There are several things that can be done, though, in order for a trader to make the leap to profitability. The most important one is related to knowing time expectations for a trade to reach take profit and adapt the trading strategies accordingly.

From this point of view, there are three categories of trading strategies and a trader should fit in one of them, no matter what.



If one is looking for short to very short-term oriented trades, namely entering and exiting a market multiple times on an intraday basis, then expectations should be calibrated accordingly. These traders are being called scalpers and profit targets can be from a few pips to ten and maximum twenty pips on a really good trade.

Because there are no positions to be kept open for the next day, scalpers don’t care about the swaps to be paid by a trading account and they will focus on choosing a broker that will offer the lowest spreads possible.

This way, the costs associated with the scalping trading style are reduced to a minimum. Moreover, to improve the success rate when scalping, one should not look at a time frame bigger than then five minutes’ chart.


Swing Trading

Traders that fit into this category are traders that keep their trades open for a few hours up to a few days and sometimes even weeks. They have a clear trading plan with stop loss and take profit and are focusing on the overall picture, and not the finest trade execution as it was the case with scalpers.

For these traders, swaps matter as a negative swap will affect the balance of a trading account by the time the position is closed. Therefore, swap free accounts are preferred even if the spreads are a bit bigger.

Swing traders will constantly monitor the economic calendar for the week ahead in order to make a trading plan based on the most important economic releases and they’ll adjust the trades accordingly. A trader that fits into this category is a trader that will not close a trade after a few profitable pips, but stay for the target and use risk-reward ratios constantly.

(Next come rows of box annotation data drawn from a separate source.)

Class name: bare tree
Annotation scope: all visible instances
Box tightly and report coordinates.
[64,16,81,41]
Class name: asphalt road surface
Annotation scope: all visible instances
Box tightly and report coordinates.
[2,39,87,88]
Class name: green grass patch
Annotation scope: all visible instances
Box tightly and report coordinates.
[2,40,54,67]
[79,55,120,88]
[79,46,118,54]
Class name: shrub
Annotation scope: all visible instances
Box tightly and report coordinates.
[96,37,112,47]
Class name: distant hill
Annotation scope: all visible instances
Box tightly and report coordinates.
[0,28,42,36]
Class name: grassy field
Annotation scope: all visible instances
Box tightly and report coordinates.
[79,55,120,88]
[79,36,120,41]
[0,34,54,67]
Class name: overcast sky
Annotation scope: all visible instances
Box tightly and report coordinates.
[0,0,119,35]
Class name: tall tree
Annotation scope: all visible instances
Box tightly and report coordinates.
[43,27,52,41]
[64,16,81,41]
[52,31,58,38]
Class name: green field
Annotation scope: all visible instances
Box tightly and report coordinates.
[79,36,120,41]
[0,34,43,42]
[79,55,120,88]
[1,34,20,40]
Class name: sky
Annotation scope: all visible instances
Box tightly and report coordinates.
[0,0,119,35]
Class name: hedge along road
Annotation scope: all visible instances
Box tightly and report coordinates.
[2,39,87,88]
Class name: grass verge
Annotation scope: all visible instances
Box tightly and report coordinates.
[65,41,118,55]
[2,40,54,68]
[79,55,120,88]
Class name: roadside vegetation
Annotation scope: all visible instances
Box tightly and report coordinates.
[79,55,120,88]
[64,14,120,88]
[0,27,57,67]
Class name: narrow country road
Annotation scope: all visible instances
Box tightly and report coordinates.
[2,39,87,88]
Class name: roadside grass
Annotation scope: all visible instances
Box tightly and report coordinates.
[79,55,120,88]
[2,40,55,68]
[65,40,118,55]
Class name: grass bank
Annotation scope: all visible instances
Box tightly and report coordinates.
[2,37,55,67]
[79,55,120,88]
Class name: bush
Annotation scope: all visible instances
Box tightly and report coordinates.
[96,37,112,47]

Last but not least, this category is formed by traders that are having a long time horizon for their take profit to be reached and the analysis for a trade is coming from the bigger time frames, like daily, weekly and even monthly charts.
The economic calendar doesn’t really matter except for central bank meetings and monetary policy changes, and a trade may stay open for months before a target is reached.

Because of this, a swap free trading account is a must and rarely these traders are using another type of a trading account.
The three categories listed above show how to improve your forex performance by simply understanding what kind of a trader you are and calibrating your expectations as well as the type of your trading account.

It may seem like no big deal, but knowing yourself as a trader, what kind of a trader you are and what is the style that defines you best, are key to successful trading.